OpenType-Fonts

Das OpenType-Format wurde 1996 in Zusammenarbeit von Adobe und Microsoft entwickelt und stellt eine Erweiterung des TrueType-Formats SFNT dar.

Ein OpenType-Font kann in zwei verschiedenen Arten vorliegen, entweder enthält er seine Outline als PostScript-Type-1-Daten (Dateierweiterung .otf) oder als TrueType-Daten (Erweiterung .ttf). Ein OpenType-Font besteht nur aus einer einzigen hoch komprimierten Datei, die sämtliche Kontur-, Metrik- und Bitmap-Daten enthält.

Herausragende Neuerung ist die plattformübergreifende Kompatibilität in beide Richtungen. Diese Eigenschaft macht erstmals einen reibungslosen Datenaustausch in der Druckvorstufe möglich!

Ein OpenType-Font kann einen erweiterten Schriftsatz mit bis zu 65.000 Glyphen, erweiterte Layoutfunktionen sowie bessere Sprachunterstützung enthalten. Diese Funktionen von OpenType ermöglichte den Schriftenherstellern Zugang zu fernöstlichen Märkten in asiatischen und arabischen Sprachgebieten, die auf einen erhöhten Zeichensatz angewiesen sind.

Die bekanntesten Funktionen eines OpenType-Fonts sind echte Kapitälchen, gemeine Brüche, Schwungschriften wie auch Ziffern für Tabellen und Ligaturen. OpenType-Fonts, die die erweiterten Zeichenbelegungen nutzen, werden bei Adobe mit dem Zusatz „pro“ gekennzeichnet.

Unterschieden werden muss nicht nur bei diesen Fonts zwischen Glyphen und Zeichen:

Zeichen sind die durch den Unicode-Standard zugewiesenen Code-Punkte, die für die kleinsten semantischen Einheiten der Sprache stehen, wie z.B. Buchstaben. Glyphen sind bestimmte Formen, die solche Zeichen annehmen können. Ein Zeichen kann mehreren Glyphen entsprechen. Ein kleines „A“, das Kapitälchen „A“ und der alternative Zierbuchstabe „A“ stellen alle dasselbe Zeichen dar, aber es sind drei verschiedene Glyphen. Eine Glyphe kann aber auch für mehrere Zeichen stehen, wie z.B. die Ligatur „ffi“, die einer Sequenz von drei Buchstaben entspricht, nämlich f, f und i.

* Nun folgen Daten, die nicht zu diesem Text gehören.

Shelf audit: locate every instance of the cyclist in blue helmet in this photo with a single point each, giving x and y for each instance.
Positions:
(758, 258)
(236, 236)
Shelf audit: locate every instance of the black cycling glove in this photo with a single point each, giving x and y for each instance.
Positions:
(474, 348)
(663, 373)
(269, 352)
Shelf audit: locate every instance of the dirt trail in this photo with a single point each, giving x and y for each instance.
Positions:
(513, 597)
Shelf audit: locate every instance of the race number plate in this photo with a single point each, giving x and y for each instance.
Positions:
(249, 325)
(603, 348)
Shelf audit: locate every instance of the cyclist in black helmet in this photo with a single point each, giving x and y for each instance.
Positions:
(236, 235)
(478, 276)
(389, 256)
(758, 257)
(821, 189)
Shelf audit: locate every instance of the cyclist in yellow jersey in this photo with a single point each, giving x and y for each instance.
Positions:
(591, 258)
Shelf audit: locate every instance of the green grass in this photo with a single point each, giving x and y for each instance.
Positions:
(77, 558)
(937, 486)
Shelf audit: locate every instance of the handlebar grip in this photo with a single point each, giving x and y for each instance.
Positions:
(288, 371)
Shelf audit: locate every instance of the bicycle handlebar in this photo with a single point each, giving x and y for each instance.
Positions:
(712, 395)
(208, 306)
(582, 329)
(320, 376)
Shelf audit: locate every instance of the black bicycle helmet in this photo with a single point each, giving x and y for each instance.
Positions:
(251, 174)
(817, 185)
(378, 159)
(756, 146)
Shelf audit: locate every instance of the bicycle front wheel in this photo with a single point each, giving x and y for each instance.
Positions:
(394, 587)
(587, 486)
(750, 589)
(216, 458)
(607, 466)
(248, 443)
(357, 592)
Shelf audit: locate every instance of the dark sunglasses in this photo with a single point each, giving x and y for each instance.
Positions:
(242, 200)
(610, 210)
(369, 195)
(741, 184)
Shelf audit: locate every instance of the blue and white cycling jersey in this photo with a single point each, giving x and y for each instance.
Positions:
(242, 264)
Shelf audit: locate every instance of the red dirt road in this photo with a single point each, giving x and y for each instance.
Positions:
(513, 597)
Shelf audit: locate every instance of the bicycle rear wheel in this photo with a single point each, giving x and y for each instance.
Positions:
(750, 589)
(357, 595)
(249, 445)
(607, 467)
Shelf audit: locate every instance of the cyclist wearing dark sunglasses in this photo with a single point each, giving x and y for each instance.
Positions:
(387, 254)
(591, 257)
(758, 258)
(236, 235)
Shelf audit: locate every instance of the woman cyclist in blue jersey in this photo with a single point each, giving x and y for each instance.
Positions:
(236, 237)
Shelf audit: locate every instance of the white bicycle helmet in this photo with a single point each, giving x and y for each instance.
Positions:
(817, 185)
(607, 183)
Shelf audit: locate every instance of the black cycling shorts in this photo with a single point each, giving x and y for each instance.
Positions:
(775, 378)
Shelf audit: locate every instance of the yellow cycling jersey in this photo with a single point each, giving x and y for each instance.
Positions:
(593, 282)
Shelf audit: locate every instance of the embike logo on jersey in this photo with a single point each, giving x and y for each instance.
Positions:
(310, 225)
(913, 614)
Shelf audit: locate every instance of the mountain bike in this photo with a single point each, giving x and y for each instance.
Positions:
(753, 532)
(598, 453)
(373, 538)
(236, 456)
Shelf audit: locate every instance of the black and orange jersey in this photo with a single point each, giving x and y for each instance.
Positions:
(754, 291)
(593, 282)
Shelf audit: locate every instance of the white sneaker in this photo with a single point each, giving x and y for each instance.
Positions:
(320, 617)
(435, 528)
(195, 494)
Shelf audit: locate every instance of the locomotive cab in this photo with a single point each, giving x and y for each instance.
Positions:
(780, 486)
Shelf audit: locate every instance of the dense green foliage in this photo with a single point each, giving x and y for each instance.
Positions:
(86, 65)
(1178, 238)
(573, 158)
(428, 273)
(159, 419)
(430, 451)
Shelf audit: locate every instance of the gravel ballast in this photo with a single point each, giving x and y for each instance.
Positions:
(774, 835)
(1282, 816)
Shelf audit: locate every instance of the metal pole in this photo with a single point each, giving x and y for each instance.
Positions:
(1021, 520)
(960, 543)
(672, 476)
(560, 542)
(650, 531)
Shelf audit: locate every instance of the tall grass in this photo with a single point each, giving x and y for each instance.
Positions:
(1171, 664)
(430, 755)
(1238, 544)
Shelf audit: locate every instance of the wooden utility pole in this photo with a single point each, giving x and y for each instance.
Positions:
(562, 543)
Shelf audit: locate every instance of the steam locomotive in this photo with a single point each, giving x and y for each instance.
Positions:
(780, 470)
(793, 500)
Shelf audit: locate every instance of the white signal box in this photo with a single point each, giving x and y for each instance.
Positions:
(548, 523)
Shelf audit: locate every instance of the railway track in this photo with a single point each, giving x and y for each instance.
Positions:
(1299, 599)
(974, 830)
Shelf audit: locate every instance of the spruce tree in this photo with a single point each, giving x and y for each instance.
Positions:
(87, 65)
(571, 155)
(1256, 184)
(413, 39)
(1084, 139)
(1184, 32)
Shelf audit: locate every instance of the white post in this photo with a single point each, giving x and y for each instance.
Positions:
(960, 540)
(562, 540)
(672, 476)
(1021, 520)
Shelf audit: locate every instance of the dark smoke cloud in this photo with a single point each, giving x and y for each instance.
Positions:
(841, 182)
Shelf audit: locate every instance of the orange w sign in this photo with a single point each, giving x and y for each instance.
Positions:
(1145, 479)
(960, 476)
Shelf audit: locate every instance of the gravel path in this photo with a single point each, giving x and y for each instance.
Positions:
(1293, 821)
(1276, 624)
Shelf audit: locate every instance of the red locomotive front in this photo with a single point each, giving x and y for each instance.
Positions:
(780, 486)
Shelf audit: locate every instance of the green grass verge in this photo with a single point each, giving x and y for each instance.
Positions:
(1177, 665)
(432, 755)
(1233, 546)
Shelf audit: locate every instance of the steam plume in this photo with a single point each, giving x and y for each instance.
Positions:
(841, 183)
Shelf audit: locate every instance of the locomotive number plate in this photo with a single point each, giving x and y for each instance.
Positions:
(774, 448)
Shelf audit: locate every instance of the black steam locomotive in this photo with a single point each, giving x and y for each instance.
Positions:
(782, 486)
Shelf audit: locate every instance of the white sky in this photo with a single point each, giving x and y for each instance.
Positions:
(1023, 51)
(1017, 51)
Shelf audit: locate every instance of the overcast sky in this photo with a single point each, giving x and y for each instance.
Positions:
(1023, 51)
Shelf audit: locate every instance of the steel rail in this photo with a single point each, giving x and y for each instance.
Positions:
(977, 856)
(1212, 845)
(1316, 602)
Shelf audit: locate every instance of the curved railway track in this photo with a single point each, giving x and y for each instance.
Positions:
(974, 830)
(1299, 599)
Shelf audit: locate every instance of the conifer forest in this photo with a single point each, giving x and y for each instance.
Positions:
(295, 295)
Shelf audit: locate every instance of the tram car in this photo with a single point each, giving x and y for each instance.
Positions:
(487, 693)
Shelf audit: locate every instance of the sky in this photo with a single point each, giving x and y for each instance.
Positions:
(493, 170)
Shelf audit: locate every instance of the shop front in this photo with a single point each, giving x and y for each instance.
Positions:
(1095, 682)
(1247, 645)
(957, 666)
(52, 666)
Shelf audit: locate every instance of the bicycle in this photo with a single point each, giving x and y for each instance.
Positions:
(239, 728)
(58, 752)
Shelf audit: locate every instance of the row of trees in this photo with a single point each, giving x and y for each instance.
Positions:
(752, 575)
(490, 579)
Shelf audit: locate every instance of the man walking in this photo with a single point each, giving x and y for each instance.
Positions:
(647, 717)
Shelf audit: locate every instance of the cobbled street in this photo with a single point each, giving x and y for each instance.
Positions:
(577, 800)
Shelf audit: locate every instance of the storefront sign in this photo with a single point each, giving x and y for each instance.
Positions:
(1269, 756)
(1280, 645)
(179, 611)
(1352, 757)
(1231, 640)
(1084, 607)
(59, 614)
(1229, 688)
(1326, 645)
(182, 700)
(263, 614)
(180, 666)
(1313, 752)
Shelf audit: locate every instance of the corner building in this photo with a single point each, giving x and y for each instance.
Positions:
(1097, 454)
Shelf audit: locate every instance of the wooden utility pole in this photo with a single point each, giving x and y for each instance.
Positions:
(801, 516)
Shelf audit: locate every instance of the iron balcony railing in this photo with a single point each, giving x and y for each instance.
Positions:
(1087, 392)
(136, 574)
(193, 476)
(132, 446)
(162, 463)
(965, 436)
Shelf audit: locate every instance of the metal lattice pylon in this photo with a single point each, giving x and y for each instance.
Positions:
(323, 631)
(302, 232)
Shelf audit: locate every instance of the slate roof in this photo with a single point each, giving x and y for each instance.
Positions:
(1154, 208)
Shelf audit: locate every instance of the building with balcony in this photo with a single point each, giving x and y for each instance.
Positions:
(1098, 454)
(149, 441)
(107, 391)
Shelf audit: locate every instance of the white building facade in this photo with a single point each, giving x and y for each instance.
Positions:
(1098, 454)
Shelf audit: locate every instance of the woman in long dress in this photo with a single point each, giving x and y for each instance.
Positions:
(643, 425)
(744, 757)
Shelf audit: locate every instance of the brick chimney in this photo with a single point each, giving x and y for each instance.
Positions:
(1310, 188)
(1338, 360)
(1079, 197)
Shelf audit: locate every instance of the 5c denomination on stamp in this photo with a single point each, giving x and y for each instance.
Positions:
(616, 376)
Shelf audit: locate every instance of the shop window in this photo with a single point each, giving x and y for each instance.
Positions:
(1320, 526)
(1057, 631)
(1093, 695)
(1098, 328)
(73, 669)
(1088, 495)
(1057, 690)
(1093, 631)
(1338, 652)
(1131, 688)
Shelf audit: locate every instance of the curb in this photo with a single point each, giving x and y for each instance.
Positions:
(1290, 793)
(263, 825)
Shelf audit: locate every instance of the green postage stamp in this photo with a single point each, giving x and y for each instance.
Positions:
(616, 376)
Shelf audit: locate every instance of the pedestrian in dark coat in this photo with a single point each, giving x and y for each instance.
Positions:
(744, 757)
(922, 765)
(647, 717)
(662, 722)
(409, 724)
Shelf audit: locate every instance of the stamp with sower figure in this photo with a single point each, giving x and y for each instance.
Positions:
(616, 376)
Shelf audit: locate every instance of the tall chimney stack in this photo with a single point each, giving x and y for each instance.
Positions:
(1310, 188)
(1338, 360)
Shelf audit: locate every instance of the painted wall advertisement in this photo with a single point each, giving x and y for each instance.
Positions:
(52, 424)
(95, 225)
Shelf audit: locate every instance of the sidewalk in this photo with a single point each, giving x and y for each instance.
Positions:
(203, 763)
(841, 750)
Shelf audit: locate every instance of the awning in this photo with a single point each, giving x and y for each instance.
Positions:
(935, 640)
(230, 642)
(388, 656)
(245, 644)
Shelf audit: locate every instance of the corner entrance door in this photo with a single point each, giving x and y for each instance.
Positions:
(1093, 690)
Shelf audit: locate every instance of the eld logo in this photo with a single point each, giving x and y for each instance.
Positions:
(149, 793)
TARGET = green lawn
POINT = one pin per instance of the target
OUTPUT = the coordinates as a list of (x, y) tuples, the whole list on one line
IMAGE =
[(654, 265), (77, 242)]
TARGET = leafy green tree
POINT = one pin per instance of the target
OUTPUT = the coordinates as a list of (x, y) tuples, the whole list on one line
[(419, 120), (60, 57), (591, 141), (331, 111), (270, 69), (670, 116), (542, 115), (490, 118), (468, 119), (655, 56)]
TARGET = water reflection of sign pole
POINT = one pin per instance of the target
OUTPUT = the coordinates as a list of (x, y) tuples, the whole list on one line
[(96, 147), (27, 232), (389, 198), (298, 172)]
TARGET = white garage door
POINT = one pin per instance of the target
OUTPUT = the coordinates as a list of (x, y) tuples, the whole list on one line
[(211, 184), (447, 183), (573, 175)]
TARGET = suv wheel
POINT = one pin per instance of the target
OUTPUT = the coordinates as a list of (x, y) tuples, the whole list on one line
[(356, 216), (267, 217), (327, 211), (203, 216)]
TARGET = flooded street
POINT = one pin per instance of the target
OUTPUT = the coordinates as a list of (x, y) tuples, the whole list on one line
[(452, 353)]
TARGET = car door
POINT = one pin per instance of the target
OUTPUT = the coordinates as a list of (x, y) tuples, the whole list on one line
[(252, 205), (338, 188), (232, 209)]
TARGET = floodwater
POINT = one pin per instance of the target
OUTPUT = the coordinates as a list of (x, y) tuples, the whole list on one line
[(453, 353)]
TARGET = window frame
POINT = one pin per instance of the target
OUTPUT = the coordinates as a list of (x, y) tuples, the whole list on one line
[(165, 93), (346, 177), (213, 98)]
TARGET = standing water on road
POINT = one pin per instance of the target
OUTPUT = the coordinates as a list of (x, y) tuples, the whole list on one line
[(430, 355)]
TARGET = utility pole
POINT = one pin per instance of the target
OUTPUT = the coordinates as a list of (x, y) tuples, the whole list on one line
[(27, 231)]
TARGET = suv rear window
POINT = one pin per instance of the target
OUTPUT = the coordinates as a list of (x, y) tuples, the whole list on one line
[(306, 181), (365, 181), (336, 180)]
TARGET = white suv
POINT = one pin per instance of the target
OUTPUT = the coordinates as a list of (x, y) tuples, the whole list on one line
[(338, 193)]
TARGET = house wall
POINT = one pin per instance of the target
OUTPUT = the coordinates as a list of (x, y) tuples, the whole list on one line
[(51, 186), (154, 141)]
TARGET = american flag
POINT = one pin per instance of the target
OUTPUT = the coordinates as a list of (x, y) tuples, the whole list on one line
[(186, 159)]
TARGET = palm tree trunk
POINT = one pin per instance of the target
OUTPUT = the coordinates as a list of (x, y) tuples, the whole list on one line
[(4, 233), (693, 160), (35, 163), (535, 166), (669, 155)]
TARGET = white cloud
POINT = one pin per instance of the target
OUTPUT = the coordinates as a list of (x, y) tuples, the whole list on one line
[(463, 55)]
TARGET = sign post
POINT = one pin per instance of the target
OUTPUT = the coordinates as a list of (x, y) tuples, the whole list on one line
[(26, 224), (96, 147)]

Bisher wurden Ligaturen wie Sonderzeichen behandelt. Die Ligatur „fi“ beispielsweise wird jetzt nicht mehr als ein Buchstabe, ein Sonderzeichen angesehen, sondern als Funktion zweier Zeichen. Dies hat gewisse Vorteile: bei einer durchgeführten Rechtschreibprüfung zum Beispiel werden in OpenType die Zeichen als eigenständige Zeichen erkannt und nicht als Sonderzeichen. Dies funktioniert allerdings nur bei Programmen, die diese OpenType-Funktion unterstützen.

OpenType-Funktionen werden noch nicht von sämtlichen Betriebssystem und Programmen unterstützt, dies wird sich aber in nächster Zeit sicherlich noch ausweiten.

Unterstützung in Betriebssystemen:

Ohne zusätzliche Software ab Windows 2000 und Mac OS X. Der Rasterizer auf Systemebene erstellt die Bitmapdarstellung für den Screen, für Bildschirmdarstellung unter 12 Punkt können Bitmaps aber auch direkt im Zeichensatz integriert sein.

Unterstützung in Programmen:

Grundsätzlich gilt, dass ein OpenType-Font auch ohne Unterstützung verwendbar ist, jedoch ohne seinen erweiterten Zeichensatz. Höhere Programmversionen sprechen meist mehr OpenType-Funktionen an als deren Vorgänger.

Oftmals werden oben genannte Sonderfunktionen nicht unterstützt, da die Hersteller ihre TrueType oder PostScrip-Fonts lediglich in OpenType konvertieren, und somit diese Funktionen nicht im neuen Zeichensatz hinterlegt sind.